Flashmob – Halb Italiener. Halb Engländer. Ganz DJ.

Alessandro Magani. Wer so heißt, braucht eigentlich keinen Künstlernamen. Und doch hat sich der Mailänder einen Alias zugelegt: Flashmob. Ein Pseudonym, das um die Welt geht. Auftritte im Pacha auf Ibiza, im Londoner Ministry of Sound, im Kater Blau (Berlin) oder eine fulminante Show beim letztjährigen Amsterdam Dance Event – Flashmob ist ein Erfolgsgarant für volle Tanzflächen. Flashmob ist aber auch einfühlsamer Ehemann, liebevoller Familienvater, umweltbewusster Autofahrer und ernährungsbewusster Pastaliebhaber. Wie sieht wohl ein typischer Arbeitstag beim DJ und Producer aus? Macht er Sport? Wenn ja, welchen? Was treibt ihn an? Wie geht er mit Erfolg um, wer hatte Schuld am Zerfall der italienischen Clubszene und vor allem: Was hat Rotwein mit Berlin und dem VW Käfer zu tun? Fragen über Fragen. Hier die Antworten.

Flashmob 35


Du bist seit sieben Jahren im Musicbusiness und hast mit Tracks wie „Need In Me” und „Brick House” und mit Releases auf Defected und Get Physical die Szene erobert. Wie fing alles an und wann kam der Durchbruch?
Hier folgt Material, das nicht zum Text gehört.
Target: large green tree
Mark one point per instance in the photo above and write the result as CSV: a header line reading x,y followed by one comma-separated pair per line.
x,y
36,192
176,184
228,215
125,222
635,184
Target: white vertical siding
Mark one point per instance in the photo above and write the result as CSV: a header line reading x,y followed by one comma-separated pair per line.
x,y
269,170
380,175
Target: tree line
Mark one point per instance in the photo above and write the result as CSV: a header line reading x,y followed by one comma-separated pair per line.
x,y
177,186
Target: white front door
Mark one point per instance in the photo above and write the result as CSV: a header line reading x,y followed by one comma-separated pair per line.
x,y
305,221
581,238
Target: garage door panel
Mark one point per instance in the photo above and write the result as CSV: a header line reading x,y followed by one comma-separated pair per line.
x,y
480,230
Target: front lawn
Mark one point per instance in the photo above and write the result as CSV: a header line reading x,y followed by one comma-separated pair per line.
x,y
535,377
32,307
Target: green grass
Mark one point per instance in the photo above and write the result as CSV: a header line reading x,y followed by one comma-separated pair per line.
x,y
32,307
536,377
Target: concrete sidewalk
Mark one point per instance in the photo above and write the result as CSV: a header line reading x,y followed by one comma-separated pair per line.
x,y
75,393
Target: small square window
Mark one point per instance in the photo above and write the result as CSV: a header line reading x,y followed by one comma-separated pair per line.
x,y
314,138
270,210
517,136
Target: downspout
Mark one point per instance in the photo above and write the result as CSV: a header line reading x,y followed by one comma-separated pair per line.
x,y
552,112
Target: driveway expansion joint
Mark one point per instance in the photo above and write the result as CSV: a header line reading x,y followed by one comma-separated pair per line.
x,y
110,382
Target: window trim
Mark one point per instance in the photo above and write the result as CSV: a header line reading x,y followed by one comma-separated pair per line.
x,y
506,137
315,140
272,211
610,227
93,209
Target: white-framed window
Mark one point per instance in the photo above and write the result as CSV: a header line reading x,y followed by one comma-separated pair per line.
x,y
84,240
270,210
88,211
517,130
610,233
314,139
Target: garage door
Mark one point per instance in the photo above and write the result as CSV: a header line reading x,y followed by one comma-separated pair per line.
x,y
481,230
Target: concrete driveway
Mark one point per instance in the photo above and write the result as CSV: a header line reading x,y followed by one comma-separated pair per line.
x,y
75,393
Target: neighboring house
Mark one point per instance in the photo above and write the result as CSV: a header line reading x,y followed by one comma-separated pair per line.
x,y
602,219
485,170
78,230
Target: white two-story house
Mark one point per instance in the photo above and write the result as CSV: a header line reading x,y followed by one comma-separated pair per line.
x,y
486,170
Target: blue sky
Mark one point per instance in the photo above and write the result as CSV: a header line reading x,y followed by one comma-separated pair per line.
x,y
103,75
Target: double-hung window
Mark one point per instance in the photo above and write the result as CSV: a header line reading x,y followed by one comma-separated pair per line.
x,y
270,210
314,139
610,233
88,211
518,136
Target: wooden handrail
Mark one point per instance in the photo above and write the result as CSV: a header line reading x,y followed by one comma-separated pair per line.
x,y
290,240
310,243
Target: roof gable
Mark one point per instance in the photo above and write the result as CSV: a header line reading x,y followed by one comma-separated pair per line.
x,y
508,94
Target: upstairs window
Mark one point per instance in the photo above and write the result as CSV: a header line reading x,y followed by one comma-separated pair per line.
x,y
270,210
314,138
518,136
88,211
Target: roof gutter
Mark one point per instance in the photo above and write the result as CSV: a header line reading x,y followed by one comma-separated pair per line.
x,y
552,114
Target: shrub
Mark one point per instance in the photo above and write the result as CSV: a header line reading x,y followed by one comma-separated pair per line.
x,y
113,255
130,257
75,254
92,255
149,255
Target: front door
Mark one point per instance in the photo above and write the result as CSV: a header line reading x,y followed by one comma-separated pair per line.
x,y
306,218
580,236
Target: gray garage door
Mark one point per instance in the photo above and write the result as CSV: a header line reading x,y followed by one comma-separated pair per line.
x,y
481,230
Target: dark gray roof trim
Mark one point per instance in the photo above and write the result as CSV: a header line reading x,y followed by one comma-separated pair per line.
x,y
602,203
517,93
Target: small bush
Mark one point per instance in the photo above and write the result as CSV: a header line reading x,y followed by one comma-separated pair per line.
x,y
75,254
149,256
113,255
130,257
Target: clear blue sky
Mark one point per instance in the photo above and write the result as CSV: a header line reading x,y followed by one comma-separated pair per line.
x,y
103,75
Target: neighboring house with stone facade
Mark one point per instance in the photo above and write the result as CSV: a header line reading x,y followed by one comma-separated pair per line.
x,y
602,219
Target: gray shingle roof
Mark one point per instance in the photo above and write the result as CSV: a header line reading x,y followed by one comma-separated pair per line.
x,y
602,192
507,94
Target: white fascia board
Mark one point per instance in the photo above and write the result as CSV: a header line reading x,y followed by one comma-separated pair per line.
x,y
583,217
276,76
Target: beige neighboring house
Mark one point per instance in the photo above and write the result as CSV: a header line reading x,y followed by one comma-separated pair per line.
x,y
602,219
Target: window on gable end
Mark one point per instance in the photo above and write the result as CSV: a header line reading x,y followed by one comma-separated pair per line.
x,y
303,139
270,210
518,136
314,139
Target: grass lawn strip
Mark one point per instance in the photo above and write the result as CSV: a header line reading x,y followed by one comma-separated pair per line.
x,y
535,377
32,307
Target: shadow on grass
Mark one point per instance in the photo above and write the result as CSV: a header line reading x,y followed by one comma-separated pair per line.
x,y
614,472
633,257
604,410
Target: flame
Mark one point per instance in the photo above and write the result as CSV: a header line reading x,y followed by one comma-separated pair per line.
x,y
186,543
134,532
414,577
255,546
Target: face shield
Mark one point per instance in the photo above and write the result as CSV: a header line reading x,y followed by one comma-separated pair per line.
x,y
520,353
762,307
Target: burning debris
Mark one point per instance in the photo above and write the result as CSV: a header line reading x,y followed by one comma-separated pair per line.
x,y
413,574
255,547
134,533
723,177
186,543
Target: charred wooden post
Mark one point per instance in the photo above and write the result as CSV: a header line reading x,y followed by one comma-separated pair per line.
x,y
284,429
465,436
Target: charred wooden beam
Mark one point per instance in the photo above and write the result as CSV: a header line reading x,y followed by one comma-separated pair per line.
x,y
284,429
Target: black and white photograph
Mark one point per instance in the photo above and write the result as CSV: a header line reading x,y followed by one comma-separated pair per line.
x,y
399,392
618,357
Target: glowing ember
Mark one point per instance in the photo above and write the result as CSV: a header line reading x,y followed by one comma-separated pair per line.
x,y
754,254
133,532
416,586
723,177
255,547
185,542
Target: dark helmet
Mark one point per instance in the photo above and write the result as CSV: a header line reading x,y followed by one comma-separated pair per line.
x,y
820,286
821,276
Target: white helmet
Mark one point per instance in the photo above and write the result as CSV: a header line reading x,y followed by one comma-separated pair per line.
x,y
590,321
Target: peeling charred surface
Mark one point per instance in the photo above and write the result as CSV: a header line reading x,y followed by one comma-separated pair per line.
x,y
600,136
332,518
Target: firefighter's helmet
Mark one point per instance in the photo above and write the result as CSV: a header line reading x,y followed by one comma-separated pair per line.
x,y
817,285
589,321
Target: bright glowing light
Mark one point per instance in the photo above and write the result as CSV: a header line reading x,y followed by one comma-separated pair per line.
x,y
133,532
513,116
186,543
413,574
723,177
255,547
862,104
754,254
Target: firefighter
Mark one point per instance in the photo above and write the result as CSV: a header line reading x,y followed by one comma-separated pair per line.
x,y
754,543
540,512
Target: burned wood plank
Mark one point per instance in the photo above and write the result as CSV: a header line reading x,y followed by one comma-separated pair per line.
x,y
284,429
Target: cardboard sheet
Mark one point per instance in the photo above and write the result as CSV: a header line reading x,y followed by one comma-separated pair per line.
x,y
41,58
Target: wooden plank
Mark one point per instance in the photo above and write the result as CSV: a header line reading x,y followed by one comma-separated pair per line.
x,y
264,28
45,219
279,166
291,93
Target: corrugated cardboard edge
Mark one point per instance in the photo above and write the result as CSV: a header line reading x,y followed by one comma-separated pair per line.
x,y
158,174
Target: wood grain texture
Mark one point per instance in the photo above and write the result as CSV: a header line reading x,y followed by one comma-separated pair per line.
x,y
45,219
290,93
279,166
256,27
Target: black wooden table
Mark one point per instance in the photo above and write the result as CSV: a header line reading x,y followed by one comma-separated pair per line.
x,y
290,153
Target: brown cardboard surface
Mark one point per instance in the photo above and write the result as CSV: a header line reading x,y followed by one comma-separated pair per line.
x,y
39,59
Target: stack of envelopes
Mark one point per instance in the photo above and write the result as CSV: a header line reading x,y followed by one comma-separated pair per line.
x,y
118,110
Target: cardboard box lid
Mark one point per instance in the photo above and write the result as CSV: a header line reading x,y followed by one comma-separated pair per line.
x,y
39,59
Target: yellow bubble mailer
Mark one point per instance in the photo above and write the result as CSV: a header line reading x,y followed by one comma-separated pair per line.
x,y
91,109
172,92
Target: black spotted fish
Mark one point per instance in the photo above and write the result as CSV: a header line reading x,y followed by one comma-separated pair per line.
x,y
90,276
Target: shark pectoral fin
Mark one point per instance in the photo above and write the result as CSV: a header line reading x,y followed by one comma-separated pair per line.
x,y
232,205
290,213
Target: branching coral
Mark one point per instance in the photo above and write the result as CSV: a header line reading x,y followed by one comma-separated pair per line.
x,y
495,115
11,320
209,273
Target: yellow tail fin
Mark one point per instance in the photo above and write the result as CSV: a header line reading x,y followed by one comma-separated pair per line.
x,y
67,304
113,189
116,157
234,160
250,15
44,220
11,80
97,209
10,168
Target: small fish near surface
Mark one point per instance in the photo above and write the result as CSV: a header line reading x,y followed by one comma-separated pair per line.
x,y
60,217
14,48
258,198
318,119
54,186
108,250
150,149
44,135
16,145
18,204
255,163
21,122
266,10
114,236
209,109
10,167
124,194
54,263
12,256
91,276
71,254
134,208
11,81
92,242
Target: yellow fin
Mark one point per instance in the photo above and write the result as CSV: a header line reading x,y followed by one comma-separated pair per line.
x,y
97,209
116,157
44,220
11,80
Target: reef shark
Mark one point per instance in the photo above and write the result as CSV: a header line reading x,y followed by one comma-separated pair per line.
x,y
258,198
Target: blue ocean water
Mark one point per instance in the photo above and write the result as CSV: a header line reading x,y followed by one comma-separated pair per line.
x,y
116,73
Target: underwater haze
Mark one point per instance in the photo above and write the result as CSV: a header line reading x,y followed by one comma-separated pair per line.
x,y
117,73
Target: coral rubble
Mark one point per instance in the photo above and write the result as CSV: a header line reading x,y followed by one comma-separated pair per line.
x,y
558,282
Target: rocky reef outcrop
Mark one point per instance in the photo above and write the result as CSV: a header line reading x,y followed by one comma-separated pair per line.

Nach all den Jahren fühle ich mich so, als durchlebe ich jetzt gerade meinen Durchbruch. (lacht) Es ist sehr schwer, in dieser Branche Fuß zu fassen, sich zu etablieren und zu behaupten. Und ich glaube, Durchhaltevermögen ist der einzige Faktor, der einem auf dem Weg nach oben hilft. Ich release jetzt auf renommierten Labels wie Kompakt und Hot Creation, spiele immer häufiger auf Festivals, und sowohl meine Labels als auch meine Radioshow laufen gut. Ich fühle mich wirklich gerade auf dem Peak. Ansonsten darf man natürlich nicht nicht vergessen, dass der Durchbruch davon abhängt, welche Ziele du dir selbst steckst. Jedes Mal, wenn du einen Level aufsteigst, machst du einen neuen Durchbruch. Und jedes Mal ist der Durchbruch relevanter als der vorherige.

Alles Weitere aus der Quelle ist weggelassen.